Passover seder:

Judeo-Greek in Ioannina, Greece: chova (duty)

Judeo-Arabic in Mossul, Iraq: fassaḥ (verb- conduct the seder)

Yiddish in Lvov/Lemburg, Ukraine: praven/uprichtn dem sayder, saydern (verb- conduct the seder)

(The evening of) searching for and getting rid of chametz:

Yiddish in Bialystok, Poland: di nacht tsi chumets batlen (the night to void chametz); boydek chumets zaan (search for chametz [to be])

Haketía in Tetuan, Morocco: dechamezzar (de-chametz - infinitive verb)

Ladino in Salonica, Greece: des·hamesar (de-chametz), badkamiento (search [badkar]-ing), día de kal hamirá (day of kal chamira - formula renouncing posession of chametz)

Judeo-Arabic in Bengazi, Libya: lilet qto‘ el-ḥamiṣ (night of stopping the chametz)

Judeo-Arabic in Ksar Es-Souk, Morocco: bdikt ḥamiṣ (searching for chametz – also used by women as a curse, meaning ‘may [the person being cursed] become extinct’)

Kosher for Passover food and utensils:

Western Yiddish in Amrichshausen, Germany: yontefdig

Yiddish in Warsaw, Poland: paysechdik

Judeo-Georgian in Tbilisi, Georgia: kasheria pesaxistvin

Jewish Malayalam in Chennamangalam, India: pesaholle sadhangle

Judeo-Arabic in Sana‘a, Yemen: altavaqa almufatra (kashered room for preparing/storing Passover grains)


Jews in most communities use variants of מצה, but here are some additional names for Passover unleavened bread:

Judeo-Tat/Juhuri in Derbent, Dagestan: qoqol

Judeo-Provençal in Comtat Venaissin, France: coudolo

Ladino in Salonika, Greece: sensenya

Judeo-Arabic in Baghdad, Iraq: jərduqayi

Judeo-Arabic in Cairo, Egypt: faṭīr

Judeo-Arabic in Ḥugariyyah, Yemen: mašummōr


Jewish Neo-Aramaic in Zakho, Iraq: ‘ez moshe, qazele mnoshe (Holiday of Moses, He provides Himself [God helps needy people celebrate Passover])

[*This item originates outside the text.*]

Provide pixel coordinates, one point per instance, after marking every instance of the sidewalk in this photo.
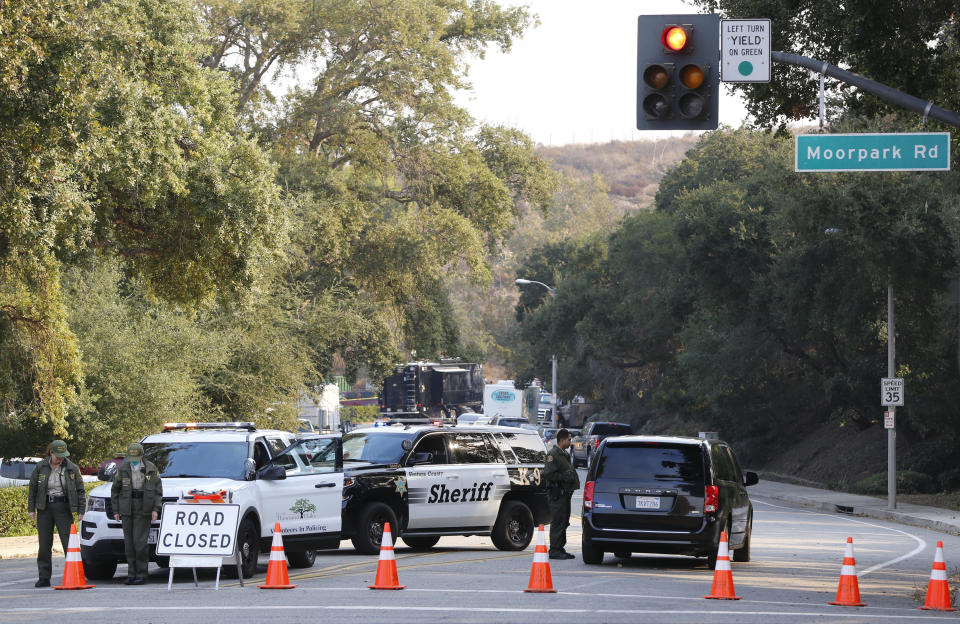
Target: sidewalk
(830, 501)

Yiddish in Vilna, Lithuania: Matses un vayn muz zayn, shmalts un eyer – nit zeyer (matzah and wine are a must, chicken fat and eggs – not so much)


In Judeo-Italian, shefok can mean “to vomit,” based on shefoch chamatcha (pour out your wrath) from the seder.

In Ladino the high costs of the holiday are summarized by interpreting Pésah as an acronym for Parás sin hazbón – Money [expenditures] without [keeping an] account.

Some Jews in Arabic-speaking lands avoid eating chickpeas on Passover, even though they eat other kitniyot. One explanation is that hummus (chickpea) and hametz (leavened products forbidden on Passover) sound very similar in Arabic.